Erik Rummer (48) ist seit 2002 bei den IWB, seit 2016 als Leiter Public Relations, übernimmt auf Jahresbeginn die Leitung des Bereichs Kommunikation & Marketing und folgt damit auf Lars Knuchel, der sich selbstständig macht.

• Die Baselbieter Regierung will bei der Staatssteuer den Vergütungszins für das Jahr 2019 bei 0,2 Prozent belassen, ebenso bleibt der Verzugszins bei 6 Prozent.

• Die Bau- und Raumplanungs-Kommission des Basler Grossen Rates spricht sich für den Neubau von Staatsarchiv und Naturhistorischem Museum im St. Johann-Quartier aus.

Matthias Gysin, heute Verwaltungsleiter in der Gemeinde Aesch, wird ab 1. April 2019 neuer Geschäftsführer des "Verbandes Basellandschaftlicher Gemeinden" (VBLG) und Nachfolger von Ueli O. Kräuchi.

• Das Projekt eines Ozeaniums des Basler Zoos hat mit starkem Wellengang zu kämpfen: Das gegnerische Komitee reichte fast 5'000 Referendums-Unterschriften ein, wodurch es zu einer Volksabstimmung kommen wird.

Yvette Harder wird per 18. März 2019 neue Generalsekretärin des Basler Finanzdepartements und damit Nachfolgerin von Alexandra Schilling, die in die Kommandoabteilung der Kantonspolizei wechselte.

• Der frühere Baselbieter SP-Regierungsrat Urs Wüthrich-Pelloli übernahm an der ordentlichen Mitgliederversammlung des Fördervereins Universität Basel von Jean-Luc Nordmann das Präsidium.

• In weniger als sieben Wochen sammelte das parteiunabhängige Komitee "Kein Parkhaus unter dem Tschudi-Park" mehr als 3500 Unterschrift'en für seine Petition.

• Die Baselbieter Regierung beantragt dem Landrat, dem Staatspersonal für das Jahr 2019 einen Teuerungsausgleich von 1,4 Prozent auszurichten.

Elena Hermann wird neue Leiterin der Staatlichen Schlichtungsstelle für Mietstreitigkeiten Basel-Stadt und löst Ernst Jost ab, der per Ende Jahr in Pension gehen wird.
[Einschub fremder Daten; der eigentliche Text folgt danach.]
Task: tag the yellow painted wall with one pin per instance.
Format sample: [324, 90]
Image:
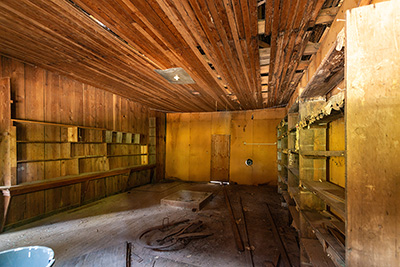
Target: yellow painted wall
[188, 144]
[336, 142]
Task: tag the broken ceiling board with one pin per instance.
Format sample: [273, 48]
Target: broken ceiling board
[291, 41]
[120, 44]
[187, 199]
[328, 75]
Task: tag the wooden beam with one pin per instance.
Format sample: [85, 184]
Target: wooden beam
[328, 75]
[311, 48]
[327, 15]
[264, 69]
[5, 132]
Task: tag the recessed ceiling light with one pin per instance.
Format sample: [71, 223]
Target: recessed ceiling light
[176, 75]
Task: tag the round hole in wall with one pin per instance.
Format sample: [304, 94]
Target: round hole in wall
[248, 162]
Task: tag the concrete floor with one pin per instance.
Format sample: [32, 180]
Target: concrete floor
[96, 234]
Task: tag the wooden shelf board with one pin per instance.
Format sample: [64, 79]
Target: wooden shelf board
[282, 136]
[282, 179]
[322, 153]
[339, 225]
[295, 171]
[335, 114]
[332, 194]
[288, 199]
[318, 222]
[315, 253]
[55, 124]
[69, 180]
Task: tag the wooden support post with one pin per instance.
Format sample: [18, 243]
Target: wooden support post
[5, 128]
[7, 147]
[6, 204]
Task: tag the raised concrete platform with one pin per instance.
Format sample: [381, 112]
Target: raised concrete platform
[187, 199]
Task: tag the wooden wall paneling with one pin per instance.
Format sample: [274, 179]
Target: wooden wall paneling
[16, 209]
[5, 131]
[89, 105]
[116, 113]
[160, 145]
[220, 157]
[29, 172]
[124, 115]
[13, 154]
[34, 93]
[7, 148]
[109, 110]
[52, 169]
[199, 146]
[100, 108]
[30, 151]
[372, 135]
[16, 71]
[35, 204]
[131, 116]
[177, 146]
[69, 167]
[72, 106]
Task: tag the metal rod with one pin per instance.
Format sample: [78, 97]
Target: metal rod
[247, 233]
[235, 228]
[282, 249]
[128, 254]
• Das Basler Komitee gegen die kantonale Vorlage zur "Steuervorlage 17", das sich aus linken Parteien und Gewerkschaften rekrutiert, hat 3'300 Unterschriften für das Referendum gesammelt.

Andreas Häner, von 2009 bis 2015 schon Vorstandsmitglied, wird neuer Geschäftsführer des Basler Heimatschutzes und damit Nachfolger von Paul Dilitz, der nach elfjähriger Tätigkeit in den Ruhestand tritt.